If you want to de-duplicate data, you need to have a sufficiently large data window to find such data in the first place. There isn't much time to transfer data and operate on it when your target is sub-100ns added latency, so the data window will be quite narrow and de-duplication opportunities quite few by necessity.
With encryption on top, it probably lands in "forget it" territory unless you add an extra storage/cache tier between DRAM and whatever media the swap file resides on.
You're right on de-dup, that would only work at storage level and with memory encryption that's far too late. That comes from me working too much with RHEL VDO, where (storage) compression and de-duplication are merged into one process.

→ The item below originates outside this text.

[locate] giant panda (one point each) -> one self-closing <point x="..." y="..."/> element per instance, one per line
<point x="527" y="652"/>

As to memory compression and encryption: memory encryption is being done today even on x86 and the impact seems quite low enough, people might not even notice. I can barely tell with my 5800U based notebook or my 5800X based workstation, which both support full memory encryption on the BIOS.

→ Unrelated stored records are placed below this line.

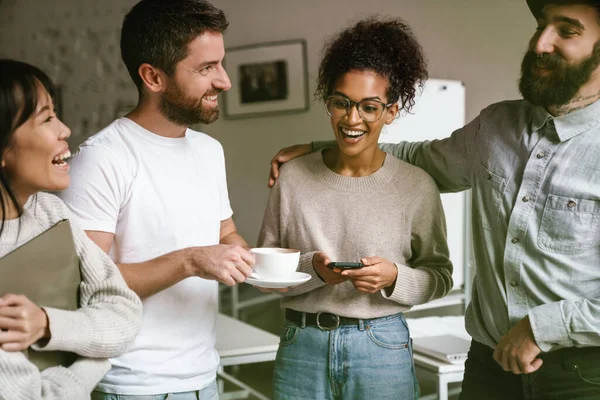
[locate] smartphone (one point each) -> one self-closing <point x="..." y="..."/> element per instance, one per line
<point x="345" y="265"/>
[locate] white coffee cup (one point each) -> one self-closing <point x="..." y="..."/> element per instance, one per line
<point x="272" y="263"/>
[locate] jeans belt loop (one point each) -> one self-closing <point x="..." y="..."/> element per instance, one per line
<point x="327" y="328"/>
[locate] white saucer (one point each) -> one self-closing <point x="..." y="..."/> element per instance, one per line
<point x="296" y="279"/>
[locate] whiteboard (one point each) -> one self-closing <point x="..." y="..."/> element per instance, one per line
<point x="439" y="110"/>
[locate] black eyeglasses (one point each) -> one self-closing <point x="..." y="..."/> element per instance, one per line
<point x="369" y="110"/>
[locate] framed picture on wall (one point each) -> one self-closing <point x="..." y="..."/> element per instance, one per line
<point x="266" y="79"/>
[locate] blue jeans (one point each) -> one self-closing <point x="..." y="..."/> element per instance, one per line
<point x="370" y="360"/>
<point x="211" y="392"/>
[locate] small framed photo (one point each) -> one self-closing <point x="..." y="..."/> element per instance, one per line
<point x="266" y="79"/>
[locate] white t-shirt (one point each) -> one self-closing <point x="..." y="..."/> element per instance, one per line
<point x="157" y="195"/>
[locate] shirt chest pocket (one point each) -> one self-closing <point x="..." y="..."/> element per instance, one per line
<point x="569" y="225"/>
<point x="489" y="192"/>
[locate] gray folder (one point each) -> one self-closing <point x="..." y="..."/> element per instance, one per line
<point x="46" y="270"/>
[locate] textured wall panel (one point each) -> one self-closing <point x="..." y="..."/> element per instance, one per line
<point x="76" y="42"/>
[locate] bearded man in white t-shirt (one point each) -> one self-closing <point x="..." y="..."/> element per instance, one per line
<point x="152" y="193"/>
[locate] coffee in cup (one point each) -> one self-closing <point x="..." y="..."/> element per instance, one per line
<point x="274" y="263"/>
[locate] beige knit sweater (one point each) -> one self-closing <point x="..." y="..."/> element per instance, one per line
<point x="394" y="213"/>
<point x="104" y="326"/>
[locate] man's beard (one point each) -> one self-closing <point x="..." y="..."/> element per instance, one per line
<point x="562" y="82"/>
<point x="186" y="111"/>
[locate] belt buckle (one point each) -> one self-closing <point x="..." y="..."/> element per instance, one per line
<point x="327" y="328"/>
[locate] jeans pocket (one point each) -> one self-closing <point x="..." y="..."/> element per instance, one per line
<point x="288" y="335"/>
<point x="393" y="336"/>
<point x="585" y="366"/>
<point x="569" y="225"/>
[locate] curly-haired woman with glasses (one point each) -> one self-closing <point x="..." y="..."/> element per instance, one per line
<point x="345" y="335"/>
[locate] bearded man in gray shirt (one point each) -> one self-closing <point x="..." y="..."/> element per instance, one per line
<point x="534" y="168"/>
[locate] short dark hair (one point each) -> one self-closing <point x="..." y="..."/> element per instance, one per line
<point x="158" y="32"/>
<point x="19" y="90"/>
<point x="386" y="47"/>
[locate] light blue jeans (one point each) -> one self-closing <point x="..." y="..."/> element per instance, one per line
<point x="370" y="360"/>
<point x="211" y="392"/>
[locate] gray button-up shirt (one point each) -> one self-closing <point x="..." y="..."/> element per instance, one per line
<point x="536" y="218"/>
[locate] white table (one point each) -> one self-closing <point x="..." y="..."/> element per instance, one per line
<point x="241" y="343"/>
<point x="443" y="372"/>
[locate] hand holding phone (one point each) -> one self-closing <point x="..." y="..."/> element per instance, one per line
<point x="345" y="265"/>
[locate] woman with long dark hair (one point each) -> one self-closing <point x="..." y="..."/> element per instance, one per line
<point x="33" y="150"/>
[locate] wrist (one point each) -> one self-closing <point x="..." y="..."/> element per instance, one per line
<point x="44" y="334"/>
<point x="186" y="263"/>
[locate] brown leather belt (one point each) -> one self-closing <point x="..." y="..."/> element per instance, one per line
<point x="323" y="320"/>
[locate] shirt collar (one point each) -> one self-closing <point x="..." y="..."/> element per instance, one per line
<point x="569" y="125"/>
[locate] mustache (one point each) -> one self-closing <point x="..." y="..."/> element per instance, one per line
<point x="547" y="60"/>
<point x="213" y="93"/>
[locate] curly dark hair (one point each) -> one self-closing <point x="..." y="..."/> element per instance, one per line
<point x="384" y="46"/>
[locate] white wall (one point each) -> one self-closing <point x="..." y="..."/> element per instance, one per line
<point x="479" y="42"/>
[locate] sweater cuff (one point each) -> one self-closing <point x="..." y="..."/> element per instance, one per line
<point x="89" y="371"/>
<point x="412" y="286"/>
<point x="306" y="266"/>
<point x="548" y="326"/>
<point x="66" y="330"/>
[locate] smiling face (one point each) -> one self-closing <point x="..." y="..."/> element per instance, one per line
<point x="353" y="135"/>
<point x="34" y="158"/>
<point x="191" y="94"/>
<point x="568" y="40"/>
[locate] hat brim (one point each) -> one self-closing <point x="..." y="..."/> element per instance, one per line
<point x="536" y="6"/>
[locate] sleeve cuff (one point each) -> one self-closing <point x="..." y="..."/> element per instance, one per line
<point x="91" y="225"/>
<point x="89" y="371"/>
<point x="66" y="329"/>
<point x="548" y="326"/>
<point x="412" y="286"/>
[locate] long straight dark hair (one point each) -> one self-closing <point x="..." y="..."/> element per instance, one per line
<point x="19" y="89"/>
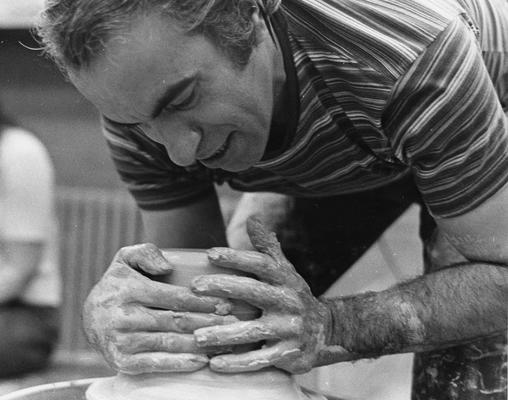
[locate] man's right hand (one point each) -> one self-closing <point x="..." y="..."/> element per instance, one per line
<point x="141" y="325"/>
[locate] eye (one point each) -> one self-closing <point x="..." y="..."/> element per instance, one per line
<point x="187" y="100"/>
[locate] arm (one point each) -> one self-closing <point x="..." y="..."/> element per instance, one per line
<point x="447" y="307"/>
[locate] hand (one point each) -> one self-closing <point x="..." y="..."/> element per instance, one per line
<point x="141" y="325"/>
<point x="294" y="323"/>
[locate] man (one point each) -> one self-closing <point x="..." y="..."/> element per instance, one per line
<point x="353" y="109"/>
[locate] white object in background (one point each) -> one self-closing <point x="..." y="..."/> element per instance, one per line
<point x="19" y="14"/>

Currently on the client side the granularity is only at the physical host level, even if the hardware is all the same as the servers, where it's supported at the VM level with EPYC (Intel is just as bad and won't support per-VM encryption on VMs on Tiger Lake).

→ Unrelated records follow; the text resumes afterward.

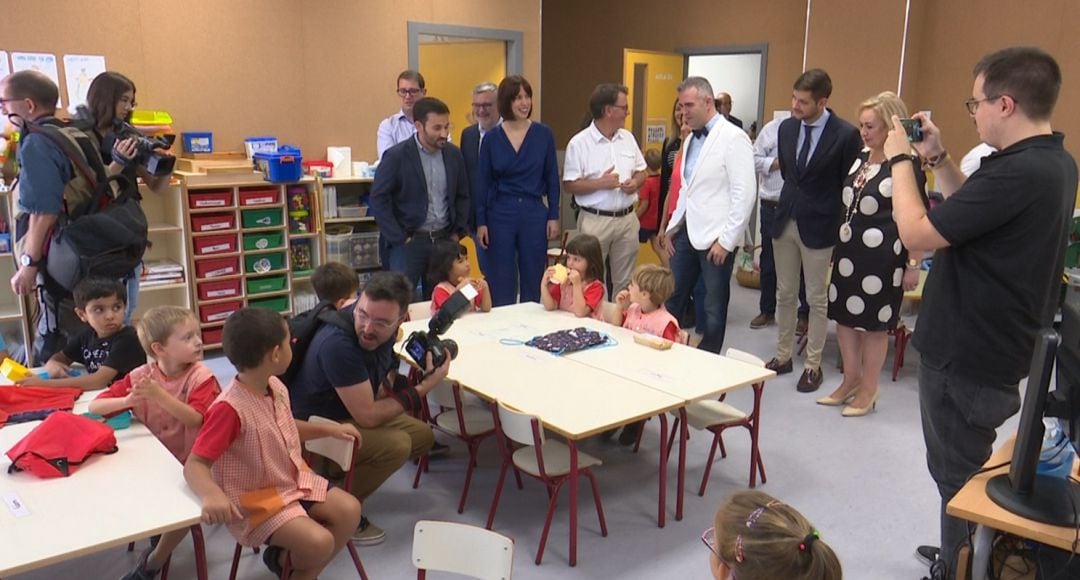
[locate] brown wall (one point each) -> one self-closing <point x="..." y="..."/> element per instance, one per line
<point x="856" y="41"/>
<point x="312" y="73"/>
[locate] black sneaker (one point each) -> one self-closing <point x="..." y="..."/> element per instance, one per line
<point x="928" y="554"/>
<point x="271" y="556"/>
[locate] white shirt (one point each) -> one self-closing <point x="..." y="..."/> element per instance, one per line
<point x="590" y="154"/>
<point x="393" y="130"/>
<point x="766" y="150"/>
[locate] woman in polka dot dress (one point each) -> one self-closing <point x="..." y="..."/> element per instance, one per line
<point x="871" y="267"/>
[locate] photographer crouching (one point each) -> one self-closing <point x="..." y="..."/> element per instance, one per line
<point x="349" y="374"/>
<point x="111" y="100"/>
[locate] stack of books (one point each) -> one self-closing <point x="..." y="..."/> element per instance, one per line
<point x="160" y="272"/>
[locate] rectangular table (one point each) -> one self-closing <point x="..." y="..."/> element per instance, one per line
<point x="109" y="501"/>
<point x="608" y="387"/>
<point x="972" y="503"/>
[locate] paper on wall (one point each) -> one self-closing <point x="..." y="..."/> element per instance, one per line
<point x="341" y="158"/>
<point x="79" y="70"/>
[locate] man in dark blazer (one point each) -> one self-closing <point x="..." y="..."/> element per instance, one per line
<point x="486" y="113"/>
<point x="815" y="151"/>
<point x="421" y="193"/>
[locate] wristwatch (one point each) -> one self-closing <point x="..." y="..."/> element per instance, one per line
<point x="27" y="261"/>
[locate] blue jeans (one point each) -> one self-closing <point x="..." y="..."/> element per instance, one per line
<point x="767" y="305"/>
<point x="689" y="266"/>
<point x="960" y="416"/>
<point x="517" y="247"/>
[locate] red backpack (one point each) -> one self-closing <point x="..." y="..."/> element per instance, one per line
<point x="61" y="443"/>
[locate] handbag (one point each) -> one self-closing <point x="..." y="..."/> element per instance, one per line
<point x="59" y="444"/>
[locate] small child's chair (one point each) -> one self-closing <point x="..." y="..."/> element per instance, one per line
<point x="460" y="549"/>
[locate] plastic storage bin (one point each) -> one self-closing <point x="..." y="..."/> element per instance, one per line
<point x="259" y="197"/>
<point x="215" y="244"/>
<point x="217" y="267"/>
<point x="266" y="240"/>
<point x="214" y="291"/>
<point x="198" y="142"/>
<point x="261" y="218"/>
<point x="211" y="313"/>
<point x="278" y="304"/>
<point x="262" y="285"/>
<point x="213" y="223"/>
<point x="201" y="200"/>
<point x="261" y="264"/>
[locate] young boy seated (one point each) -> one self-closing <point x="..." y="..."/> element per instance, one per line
<point x="170" y="395"/>
<point x="107" y="348"/>
<point x="246" y="466"/>
<point x="336" y="283"/>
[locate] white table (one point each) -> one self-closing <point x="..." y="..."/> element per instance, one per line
<point x="109" y="501"/>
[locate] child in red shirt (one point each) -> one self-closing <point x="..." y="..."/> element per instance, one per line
<point x="448" y="269"/>
<point x="170" y="395"/>
<point x="246" y="466"/>
<point x="582" y="291"/>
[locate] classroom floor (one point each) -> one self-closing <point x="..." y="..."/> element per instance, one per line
<point x="862" y="482"/>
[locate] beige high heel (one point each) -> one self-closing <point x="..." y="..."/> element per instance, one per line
<point x="859" y="412"/>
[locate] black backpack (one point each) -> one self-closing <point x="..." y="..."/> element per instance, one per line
<point x="302" y="328"/>
<point x="103" y="230"/>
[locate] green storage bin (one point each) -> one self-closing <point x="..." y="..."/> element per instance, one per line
<point x="261" y="264"/>
<point x="266" y="240"/>
<point x="262" y="285"/>
<point x="261" y="218"/>
<point x="278" y="304"/>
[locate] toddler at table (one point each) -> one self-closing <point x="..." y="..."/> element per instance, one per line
<point x="246" y="464"/>
<point x="581" y="291"/>
<point x="170" y="395"/>
<point x="448" y="270"/>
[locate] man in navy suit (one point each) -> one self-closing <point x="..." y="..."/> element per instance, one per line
<point x="421" y="193"/>
<point x="486" y="113"/>
<point x="817" y="149"/>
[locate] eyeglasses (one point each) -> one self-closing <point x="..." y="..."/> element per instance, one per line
<point x="379" y="324"/>
<point x="972" y="104"/>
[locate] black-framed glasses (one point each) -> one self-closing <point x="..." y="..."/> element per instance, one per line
<point x="972" y="104"/>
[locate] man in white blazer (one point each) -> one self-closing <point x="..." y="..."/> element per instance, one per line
<point x="719" y="187"/>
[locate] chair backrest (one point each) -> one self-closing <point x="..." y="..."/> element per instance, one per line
<point x="419" y="310"/>
<point x="460" y="549"/>
<point x="520" y="427"/>
<point x="338" y="450"/>
<point x="744" y="356"/>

Including this Swedish IP block would have to be done before the encryption, but I don't see why it couldn't be done.
As for memory compression I mostly keep wondering why it's disappeared in the mean-time, because I believe it's been around for a long time and IBM even sold a Xeon chipset long ago (MXT?) that supported it. But that was at a time when memory controllers wheren't yet included in the CPUs.
I found this old hot-chip paper on the topic:
https://old.hotchips.org/wp-content/uploads/hc_archives/hc12/hc12pres_pdf/IBM-MXTpt1.PDF
Memory
compression encryption must be a long time mainframe feature, because these used to be clouds before the word cloud computing was invented to describe what they had done for decades.
I don't see a lot of swapping these days on 2TB machines... but I remember my PDP-11 (DEC Professional 350) doing a lot of swapping--even with some benefit... at 32Kwords maximum segment size.
Ah and I believe one of my first mobile smartphones, the Samsung Galaxy i-9000 actually started swap to zRAM with one custom ROM to eke a bit more life out of 512MB of RAM.